Nawal avvisa la Guardia Costiera, impara come si rilevano le coordinate, «l'unico dato che in mare può fare la differenza fra la vita e la morte», richiama subito il satellitare Turaya dal quale era partito l'allarme e ritelefona i dati alla Guardia Costiera che interviene subito salvando tutto il carico umano dell'imbarcazione.

«[Nawal] scoprì così che quello che aveva seminato nei due anni precedenti in cui aveva seguito da vicino il dramma siriano, prima testimoniando gli orrori della guerra da lontano, poi andando direttamente a conoscere la popolazione sotto le bombe, non era stato vano. Al contrario, aveva generato un passaparola che con il tempo si rivelò di dimensioni clamorose: la gran parte delle persone che, lasciata la Siria, non si fermò nelle nazioni vicine ma cercò salvezza e nuova vita in Europa attraverso i viaggi della speranza nel Mare Nostrum –almeno 50mila persone tra la fine del 2013 e i primi mesi del 2015, secondo le stime ufficiali – aveva in tasca il numero di telefono di Nawal».

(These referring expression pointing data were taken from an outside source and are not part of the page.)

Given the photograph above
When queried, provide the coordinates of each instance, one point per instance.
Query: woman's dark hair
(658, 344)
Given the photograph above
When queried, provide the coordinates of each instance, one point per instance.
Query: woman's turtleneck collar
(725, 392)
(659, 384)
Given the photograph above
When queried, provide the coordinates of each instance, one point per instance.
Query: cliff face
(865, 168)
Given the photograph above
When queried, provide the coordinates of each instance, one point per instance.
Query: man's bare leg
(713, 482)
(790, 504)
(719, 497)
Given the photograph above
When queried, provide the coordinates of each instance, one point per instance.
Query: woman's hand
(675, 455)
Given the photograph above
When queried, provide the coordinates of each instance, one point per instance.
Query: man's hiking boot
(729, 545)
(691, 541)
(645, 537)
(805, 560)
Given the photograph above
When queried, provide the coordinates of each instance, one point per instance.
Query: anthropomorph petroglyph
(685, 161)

«Nel tempo dell'indifferenza – scrive nella sua prefazione mons. Francesco Montenegro, appena eletto cardinale da papa Francesco – la storia di Nawal colpisce, così come colpisce la "normalità" con cui porta avanti la sua azione di volontariato».

Far sì che dalla globalizzazione dell'indifferenza si passi alla globalizzazione della solidarietà, è oggi, una delle più urgenti e irrimandabili sfide che l'umanità deve assumere e su cui deve giocarsi. Nawal e la sua ordinaria capacità di fare il bene può aiutarci.